Suppose $t>0$ and $0<\delta<1$. Prove: $\int_{0}^{t} (t-s)^{-1/2}s^{-1+\delta/2}ds=t^{(-1+\delta)/2}$.

Question

Suppose $t>0$ and $0<\delta<1$. Prove: $\int_{0}^{t} (t-s)^{-1/2}s^{-1+\delta/2}ds=t^{(-1+\delta)/2}$.
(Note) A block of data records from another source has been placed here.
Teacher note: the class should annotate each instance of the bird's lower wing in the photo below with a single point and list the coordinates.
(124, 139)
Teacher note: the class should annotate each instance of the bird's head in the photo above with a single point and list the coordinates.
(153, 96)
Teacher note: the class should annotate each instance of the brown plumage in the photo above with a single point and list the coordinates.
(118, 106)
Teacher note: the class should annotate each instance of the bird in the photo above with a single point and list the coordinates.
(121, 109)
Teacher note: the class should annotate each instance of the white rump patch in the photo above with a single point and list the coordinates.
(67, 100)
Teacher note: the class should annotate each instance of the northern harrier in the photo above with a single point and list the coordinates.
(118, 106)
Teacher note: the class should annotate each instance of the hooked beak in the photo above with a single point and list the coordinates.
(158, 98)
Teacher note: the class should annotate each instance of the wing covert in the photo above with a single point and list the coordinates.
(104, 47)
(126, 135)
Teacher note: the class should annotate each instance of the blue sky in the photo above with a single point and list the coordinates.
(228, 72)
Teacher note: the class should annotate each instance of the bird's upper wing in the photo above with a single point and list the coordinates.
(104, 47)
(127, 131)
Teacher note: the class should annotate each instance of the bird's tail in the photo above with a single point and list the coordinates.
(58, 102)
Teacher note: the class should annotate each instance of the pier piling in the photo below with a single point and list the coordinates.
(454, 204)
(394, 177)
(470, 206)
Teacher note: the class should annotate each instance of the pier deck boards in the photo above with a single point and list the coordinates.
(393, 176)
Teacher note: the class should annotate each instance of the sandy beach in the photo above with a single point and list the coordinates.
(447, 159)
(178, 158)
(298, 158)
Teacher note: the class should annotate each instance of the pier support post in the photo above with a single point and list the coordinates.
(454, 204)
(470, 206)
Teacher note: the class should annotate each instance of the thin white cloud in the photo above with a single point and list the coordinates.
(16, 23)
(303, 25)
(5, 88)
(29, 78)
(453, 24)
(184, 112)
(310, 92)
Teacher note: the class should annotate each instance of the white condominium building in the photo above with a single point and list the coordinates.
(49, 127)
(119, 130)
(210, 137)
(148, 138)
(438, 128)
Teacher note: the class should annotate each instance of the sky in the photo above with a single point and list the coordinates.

I tried dilation but it didn't work. I appreciate if anyone can give some hints. Thank you.

Answer 1

First:

$$(t-s)^{-1/2}s^{-1+\delta/2}=t^{-1/2}\left(1-\frac st\right)^{-1/2}s^{-1+\delta/2}=t^{-3/2+\delta/2}\left(1-\frac st\right)^{-1/2}\left(\frac st\right)^{-1+\delta/2}$$

Now substitution:

$$\frac st=:u\implies ds=t\,du\implies$$

$$\int_0^t(t-s)^{-1/2}s^{-1+\delta/2}ds=t^{-1/2+\delta/2}\int_0^1(1-u)^{-1/2}u^{-1+\delta/2}du=$$

$$=t^{-\frac{1+\delta}2}B\left(\frac12\,,\,\frac\delta2\right)\;,\;\;B=\text{the beta function}$$

If the result stated in your question was true, then we'd get

$$1=B\left(\frac12\,,\,\frac\delta2\right)=\frac{\Gamma\left(\frac12\right)\Gamma\left(\frac\delta2\right)}{\Gamma\left(\frac{1+\delta}2\right)}=\frac{\sqrt\pi\,\Gamma\left(\frac\delta2\right)}{\Gamma\left(\frac{1+\delta}2\right)}\ldots\,\text{etc.}$$

Something seems to be wrong in the result you want to prove.

Answer 2

Using the same steps as DonAntonio in his answer,$$\int_0 ^t \frac{s^{\frac{\delta }{2}-1}}{\sqrt{t-s}}\,ds=\sqrt{\pi }\frac{\Gamma \left(\frac{\delta }{2}\right) }{\Gamma \left(\frac{\delta +1}{2}\right)}t^{\frac{\delta -1}{2}}$$ If $\delta$ is close to $0$, Taylor series give $$\sqrt{\pi }\frac{\Gamma \left(\frac{\delta }{2}\right) }{\Gamma \left(\frac{\delta +1}{2}\right)}=\frac{2}{\delta }+\log (4)+ \left(\log ^2(2)-\frac{\pi ^2}{12}\right)\delta+O\left(\delta ^2\right)$$ If $\delta$ is close to $1$, Taylor series give $$\sqrt{\pi }\frac{\Gamma \left(\frac{\delta }{2}\right) }{\Gamma \left(\frac{\delta +1}{2}\right)}=\pi -\pi \log (2)(\delta -1)+O\left((\delta -1)^2\right)$$